3.意外とレコードスタビライザーが良い結果を出すことがある
レコードスタビライザーは本来は好きではありませんが(そんなに沢山は試してないけど)比較的重針圧が故か?レコードスタビライザーの恩恵が見られます。というかネガティブがポジティブを上回り得る。特に比較的新しい音源、デジタル録音だとあった方がいいかも?現在はSTILLPOINTの高い奴を使ってます。抑圧感があって好きではないのですが、音の豹変ぶりは特殊な機構だけあり素材勝負のスタビライザーとは異次元です。ただ他のカートリッジでは無しよりの無しですかね
4.インサイドフォースキャンセラー
論理的にはないとダメなはず。なんですがSPUには要らない可能性があります。かなり試しましたが、インサイドフォースキャンセラーをかけなくとも定位は揺るぎないですし、かけると音が明らかに響きがなくつまらない音に。そもこれの専用、純正たるオルトフォンのアームはインサイドフォースキャンセラーはありません。ダイナミックバランスだから、というわけではないでしょう。だってSME series5だって他のカートリッジにはインサイドフォースキャンセラーは音質や安定性的に必須でした。

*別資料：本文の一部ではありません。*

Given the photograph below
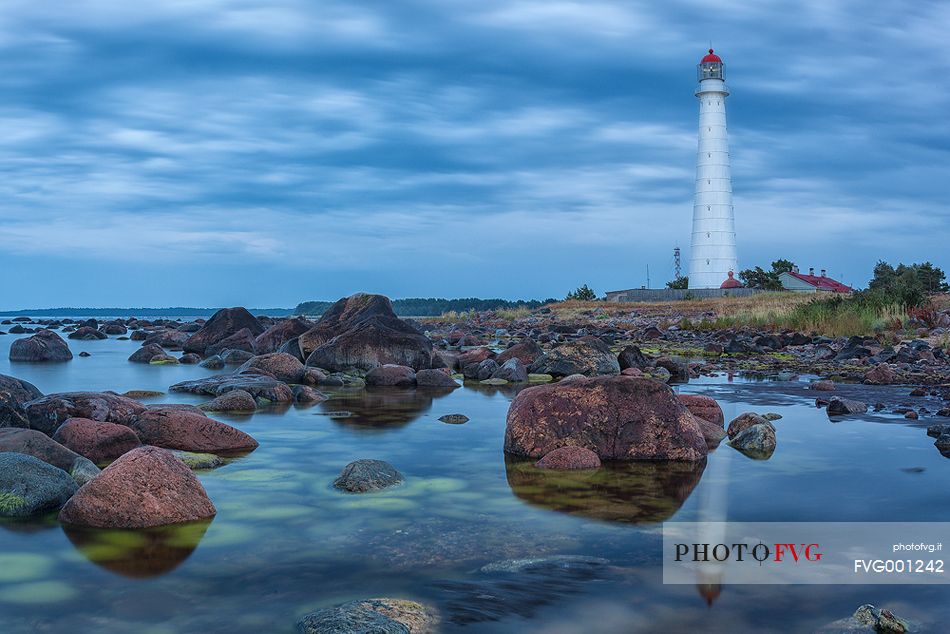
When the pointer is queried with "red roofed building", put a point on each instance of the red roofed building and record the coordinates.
(811, 283)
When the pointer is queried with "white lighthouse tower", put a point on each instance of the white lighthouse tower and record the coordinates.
(712, 259)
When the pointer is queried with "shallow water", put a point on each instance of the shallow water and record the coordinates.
(284, 542)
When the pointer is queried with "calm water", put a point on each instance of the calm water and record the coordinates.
(284, 543)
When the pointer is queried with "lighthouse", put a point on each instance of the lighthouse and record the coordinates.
(712, 262)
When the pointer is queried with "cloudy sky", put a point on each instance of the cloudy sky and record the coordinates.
(264, 152)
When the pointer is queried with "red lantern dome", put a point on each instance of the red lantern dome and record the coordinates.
(730, 282)
(712, 57)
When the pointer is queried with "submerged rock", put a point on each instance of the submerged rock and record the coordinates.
(619, 418)
(362, 476)
(42, 447)
(372, 616)
(569, 458)
(29, 486)
(44, 346)
(146, 487)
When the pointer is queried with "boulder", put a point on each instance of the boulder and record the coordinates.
(632, 357)
(42, 447)
(391, 375)
(845, 406)
(362, 332)
(757, 441)
(512, 370)
(233, 401)
(264, 389)
(47, 413)
(435, 378)
(146, 487)
(179, 429)
(96, 440)
(44, 346)
(223, 325)
(280, 365)
(743, 421)
(362, 476)
(703, 407)
(567, 458)
(372, 616)
(527, 352)
(588, 356)
(29, 486)
(618, 418)
(87, 333)
(280, 333)
(881, 374)
(19, 390)
(146, 353)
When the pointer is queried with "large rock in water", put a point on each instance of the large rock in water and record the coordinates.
(45, 345)
(96, 440)
(146, 487)
(280, 333)
(42, 447)
(362, 332)
(263, 388)
(223, 324)
(618, 418)
(588, 356)
(280, 365)
(29, 486)
(189, 431)
(49, 412)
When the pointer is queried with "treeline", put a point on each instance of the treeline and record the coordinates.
(433, 306)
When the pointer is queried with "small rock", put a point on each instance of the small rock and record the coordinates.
(362, 476)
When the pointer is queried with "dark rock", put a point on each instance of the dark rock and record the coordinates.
(362, 476)
(47, 413)
(146, 353)
(280, 333)
(42, 447)
(744, 421)
(233, 401)
(263, 388)
(223, 325)
(177, 429)
(45, 346)
(362, 332)
(391, 375)
(843, 407)
(565, 458)
(618, 418)
(527, 352)
(29, 486)
(96, 440)
(757, 441)
(435, 378)
(373, 616)
(512, 370)
(632, 357)
(213, 362)
(146, 487)
(588, 356)
(87, 333)
(280, 365)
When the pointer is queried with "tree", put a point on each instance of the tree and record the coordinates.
(582, 293)
(680, 282)
(767, 280)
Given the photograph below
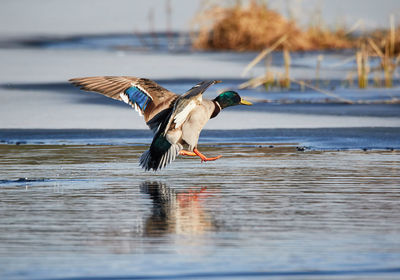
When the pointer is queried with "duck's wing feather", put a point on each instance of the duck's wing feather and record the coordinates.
(186, 103)
(145, 96)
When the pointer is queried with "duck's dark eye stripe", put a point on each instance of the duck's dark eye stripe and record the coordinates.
(137, 96)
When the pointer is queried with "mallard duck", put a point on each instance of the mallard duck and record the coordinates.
(176, 120)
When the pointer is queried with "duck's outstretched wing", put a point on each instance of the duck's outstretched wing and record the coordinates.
(146, 96)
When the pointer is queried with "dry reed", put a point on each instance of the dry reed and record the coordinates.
(255, 27)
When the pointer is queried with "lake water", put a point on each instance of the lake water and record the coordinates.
(265, 209)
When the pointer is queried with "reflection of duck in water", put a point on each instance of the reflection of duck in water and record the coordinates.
(176, 212)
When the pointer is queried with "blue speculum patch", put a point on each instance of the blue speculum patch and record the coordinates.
(137, 96)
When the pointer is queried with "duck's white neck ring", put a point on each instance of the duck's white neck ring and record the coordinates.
(217, 109)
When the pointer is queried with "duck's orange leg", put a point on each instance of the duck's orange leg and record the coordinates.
(187, 153)
(203, 157)
(197, 153)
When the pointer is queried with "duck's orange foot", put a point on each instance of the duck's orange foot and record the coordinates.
(203, 157)
(187, 153)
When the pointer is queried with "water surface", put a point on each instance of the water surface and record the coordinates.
(260, 211)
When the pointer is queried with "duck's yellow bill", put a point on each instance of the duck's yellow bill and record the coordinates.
(245, 102)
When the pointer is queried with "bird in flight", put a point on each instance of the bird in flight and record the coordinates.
(176, 120)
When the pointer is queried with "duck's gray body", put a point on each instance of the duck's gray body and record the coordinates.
(175, 120)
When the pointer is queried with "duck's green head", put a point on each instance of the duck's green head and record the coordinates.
(230, 98)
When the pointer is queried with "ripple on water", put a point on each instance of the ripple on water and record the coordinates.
(71, 211)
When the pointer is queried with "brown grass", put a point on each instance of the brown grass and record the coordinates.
(255, 27)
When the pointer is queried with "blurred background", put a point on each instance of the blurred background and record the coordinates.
(57, 17)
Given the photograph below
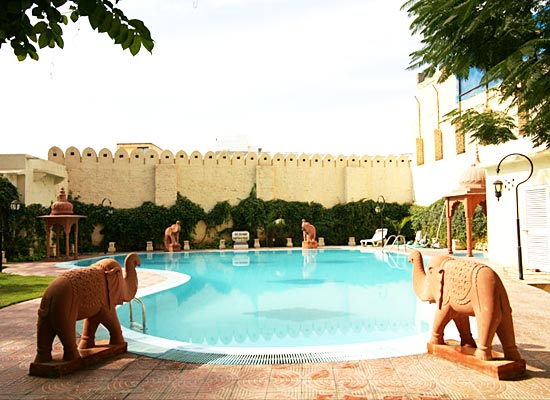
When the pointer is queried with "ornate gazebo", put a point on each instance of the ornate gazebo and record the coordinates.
(62, 217)
(471, 193)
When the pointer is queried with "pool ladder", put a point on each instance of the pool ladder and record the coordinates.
(398, 240)
(136, 325)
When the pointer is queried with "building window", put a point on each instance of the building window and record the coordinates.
(438, 144)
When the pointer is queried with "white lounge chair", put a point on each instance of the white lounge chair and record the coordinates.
(377, 238)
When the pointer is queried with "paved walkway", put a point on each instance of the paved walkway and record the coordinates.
(130, 376)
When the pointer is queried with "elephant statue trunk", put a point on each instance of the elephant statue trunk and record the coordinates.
(420, 284)
(462, 288)
(90, 293)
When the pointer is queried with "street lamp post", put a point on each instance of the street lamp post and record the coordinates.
(380, 203)
(14, 206)
(498, 193)
(109, 210)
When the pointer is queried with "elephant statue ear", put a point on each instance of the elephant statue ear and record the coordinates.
(441, 282)
(115, 288)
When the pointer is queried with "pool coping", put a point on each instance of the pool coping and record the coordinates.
(153, 346)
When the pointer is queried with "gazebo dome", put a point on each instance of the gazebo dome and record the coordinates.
(62, 206)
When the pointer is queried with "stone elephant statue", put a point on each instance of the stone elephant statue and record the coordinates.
(90, 293)
(462, 288)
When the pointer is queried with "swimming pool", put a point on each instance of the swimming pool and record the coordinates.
(335, 302)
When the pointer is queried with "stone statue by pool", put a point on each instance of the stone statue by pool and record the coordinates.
(309, 235)
(461, 288)
(172, 237)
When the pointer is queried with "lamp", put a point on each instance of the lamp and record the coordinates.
(498, 193)
(498, 189)
(15, 205)
(381, 202)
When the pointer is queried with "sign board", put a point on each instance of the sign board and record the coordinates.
(240, 236)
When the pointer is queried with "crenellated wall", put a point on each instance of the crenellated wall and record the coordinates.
(129, 179)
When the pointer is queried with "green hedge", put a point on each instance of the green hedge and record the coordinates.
(272, 221)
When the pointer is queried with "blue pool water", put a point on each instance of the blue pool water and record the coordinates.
(280, 298)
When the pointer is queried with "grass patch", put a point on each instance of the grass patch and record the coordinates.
(18, 288)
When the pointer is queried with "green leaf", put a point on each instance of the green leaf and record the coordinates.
(129, 40)
(148, 44)
(40, 27)
(136, 45)
(115, 29)
(14, 7)
(59, 41)
(74, 16)
(43, 39)
(122, 35)
(106, 23)
(86, 7)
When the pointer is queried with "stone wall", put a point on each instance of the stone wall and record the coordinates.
(129, 179)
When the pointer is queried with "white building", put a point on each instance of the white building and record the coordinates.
(442, 155)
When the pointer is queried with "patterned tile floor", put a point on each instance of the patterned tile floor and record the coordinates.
(422, 376)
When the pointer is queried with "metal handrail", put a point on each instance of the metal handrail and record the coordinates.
(396, 238)
(142, 326)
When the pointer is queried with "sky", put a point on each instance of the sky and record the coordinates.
(288, 76)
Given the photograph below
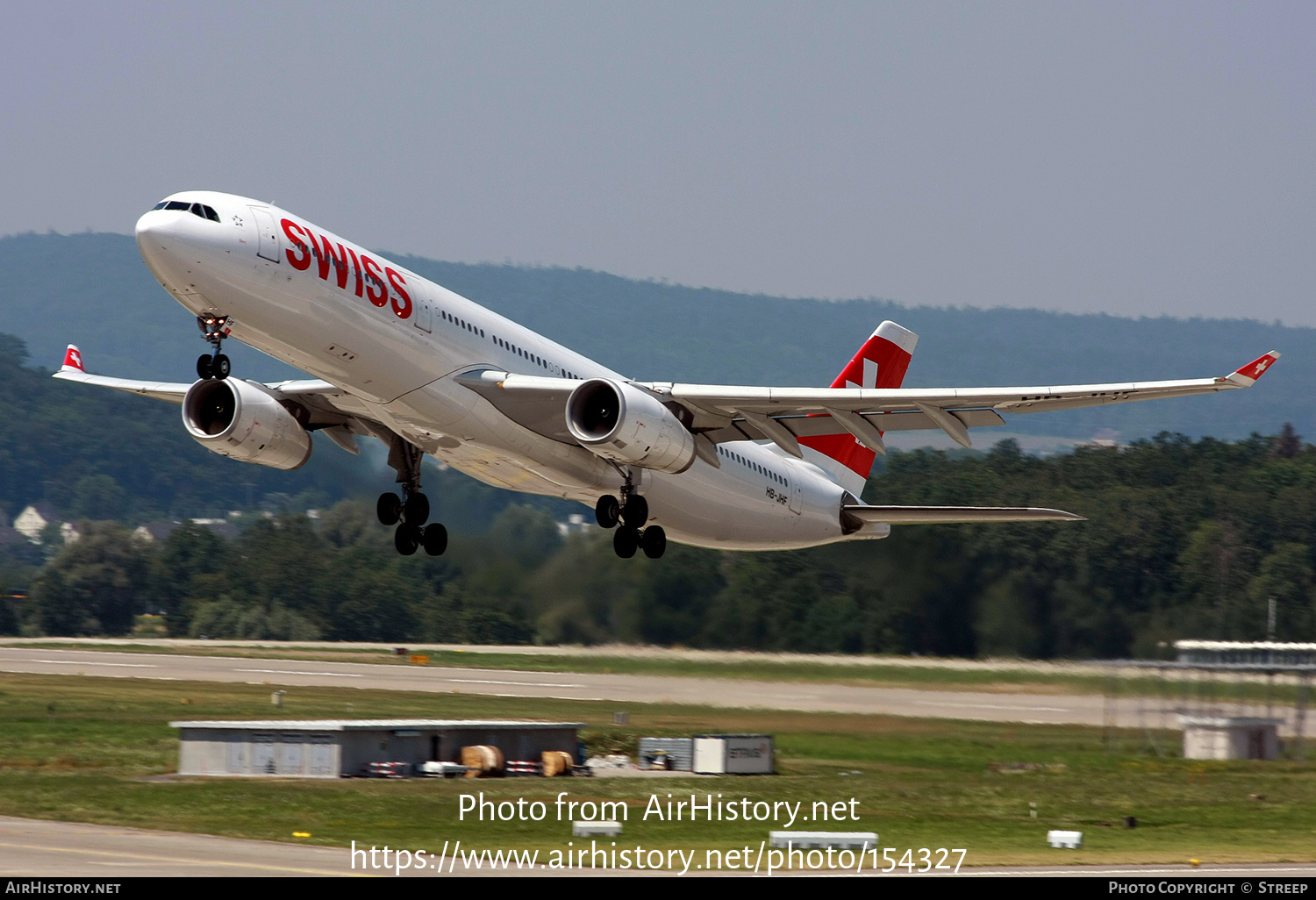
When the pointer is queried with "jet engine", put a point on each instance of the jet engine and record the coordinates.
(628, 425)
(240, 420)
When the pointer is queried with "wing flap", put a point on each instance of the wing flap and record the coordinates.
(949, 515)
(168, 391)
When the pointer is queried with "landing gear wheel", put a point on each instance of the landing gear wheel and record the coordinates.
(626, 541)
(389, 508)
(416, 510)
(636, 512)
(607, 511)
(434, 539)
(407, 539)
(653, 541)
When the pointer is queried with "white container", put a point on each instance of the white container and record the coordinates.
(595, 829)
(823, 839)
(1065, 839)
(736, 754)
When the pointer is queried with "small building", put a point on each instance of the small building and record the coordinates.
(33, 520)
(1231, 737)
(733, 754)
(347, 747)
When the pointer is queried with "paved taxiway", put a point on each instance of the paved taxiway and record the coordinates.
(613, 689)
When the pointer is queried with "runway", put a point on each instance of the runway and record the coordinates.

理由はまるで見当がつきません。インサイドフォースキャンセラー関係はネットを見てると珍説が多いです。インサイドフォースは針にかかる、とか言い出すのが一番噴飯物でしたが。そして『2.5g以上針圧が高いとインサイドフォースキャンセラーはいらない』とかいう珍説も。まあ出所は往年の池田勇氏なんですが。理屈以前にですよ、SPUは元々2g~2.5gとかで使われていたわけですから。SPUにインサイドフォースキャンセラーの是非の答えにはまるでなりません。むしろ針圧が高いとインサイドフォースは上がりますしね。
ただインサイドフォースキャンセラーは弱め弱めが良いでしょう。基本的には必要悪な存在です。いっそピュアストレートアームの方がこの厄介なインサイドフォースキャンセラーを使わずに済むので精神的に楽ですな。
ただSPU GEは無論大変古いもので、生産数は多かったし長きにわたり造られていたのでタマはそれなりにあります。ただ今のところ全て良いコンディションのものしか持ってないのですが。無論本当の初期の物はまともなコンディションではないでしょう。
となると現行生産品ではどうなのかですね。気になりますが買いそろえるには高い笑
まともに聴いたのは現行ではsynergyとroyalくらいですかね。いずれも素晴らしいカートリッジです。音はですね、SPUというのはキュビズムであり、色々な側面を見せてきます。太いとかレンジが狭い、とかは使いこなせてない…極僅かな一面しか見えてない事を吐露しています。その中でsynergyとroyalはオリジナルの別の部分をクローズアップして見せてきます。ではあってもそれらもまたやはり色々な側面を見せてきて極めて奥が深いカートリッジです。
渋谷のタワレコでSPU全部聴き比べ出来ますが環境が微妙だと判断がつかないかな、と。誰か試してみて下さい。